One night in April 2016, Lucas Markham walked the short distance to his girlfriend’s home, where she let him in through a bathroom window. He then stalked into Elizabeth’s bedroom, where he calmly held a pillow over her face and stabbed her repeatedly in the neck. It was not a quick death – Elizabeth clawed at him and fought for her life. After this, he moved onto Katie, killing her as she slept.
'I thought it would have been better for my sister to die too,' Kim later explained. 'I was not killing my sister out of anger, and I miss her, but I was excited about killing my mother and I was looking forward to it.'
After the killings were done, the couple had sex in the living room and settled down to watch Twilight while eating ice cream – a fact that would lead to lurid headlines about the 'Twilight killers' of Lincolnshire. In fact, they stayed in the house for the next day and a half, being close and coupley while the bodies of Kim’s mother and sister lay bleeding in their beds. It was only when police forced their way in, after the kids were reported missing from school, that the horrific scene was revealed.
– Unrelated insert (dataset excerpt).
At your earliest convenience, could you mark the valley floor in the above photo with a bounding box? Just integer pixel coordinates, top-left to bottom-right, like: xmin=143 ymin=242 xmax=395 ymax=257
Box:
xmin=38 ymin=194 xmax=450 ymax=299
'We felt laid back about what had happened,' Kim later said. 'Neither of us felt that bad about it.' Even seasoned detectives were perturbed by the children’s breezy, matter-of-fact demeanour. As Detective Chief Inspector Martin Holvey put it, 'The fact of what happened in those 36 hours after and how they carried on as normal, watching TV, watching a film, going upstairs to use the toilet while people are lying upstairs dead; it beggars belief.'
Was Kim really spurred to such extreme acts by familial resentment? Or was a toxic, Bonnie and Clyde-like connection with Lucas the critical factor? Criminologist David Wilson has bluntly described them as demonstrating a 'high level of psychopathy', singling out Kim’s egocentric belief that she was actually doing her mother and sister a favour by killing them. In Kim’s words, 'my mum doesn’t have to deal with me anymore being like suicidal and she doesn’t have to wake up worrying every morning to see if I’m still alive', while killing Katie saved her from going through 'the heartbreak and just all the emotions and stuff'.
Kim Edwards and Lucas Markham are now serving 17 and a half years behind bars, having carved a dubious place in crime history as Britain’s youngest ever double murderers.